The paperback at Barnes & Noble – the published
best-seller with awards and a film offer –
to find a home with curtains on windows, and
tread on. A kitten stares at tiny pills.
If a twist in the narrative and circumstance (“writing,”
on the jacket has printed, “a best book of the year”)
makes you put your little black journal down
– but this is a soul, is blood, is me! – to keep
my intellect’s true rights. The love affairs,
promise and herbs, revise, know by heart.
In mid-chapter, the conflict rises with
an intense death; the brave hero will live,
And what about the lines that character
will deliver? A powerful, divine
Maker of all things allows them to fade away
or tolerates it, massive chaos in the world.
And would you plan to explore the characters,
(In the novel in the palm of your right hand)
to give them life in the story as if they’re real? –
since they alone will never compare with yours.

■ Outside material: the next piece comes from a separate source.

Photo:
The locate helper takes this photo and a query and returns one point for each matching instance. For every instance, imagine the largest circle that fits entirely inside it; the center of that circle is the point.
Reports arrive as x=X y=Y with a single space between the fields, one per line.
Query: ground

You’d prefer to imagine the dramatic plot will appear,
If only a great Dane1 would be a fearless, strong wolf
to close the timeless novel at the “author page,”
yet a climax rises before a dénouement
and leads the concerned writer, author of virtue
to reach the clichéd effect, “bread of life”2 –
as God created life – but, Christ is. Life…
Anyway, the last thought that runs in your mind
before you gaze at a stack of books on the table,
is a very worthy, good life that has started
another day, genuine, tough to perfect.
 
 


1 Heaney, Seamus. Beowulf. Old English Poem, 1815.

2 Eucharist, blood and body of Christ. Holy Communion / Lord’s Supper.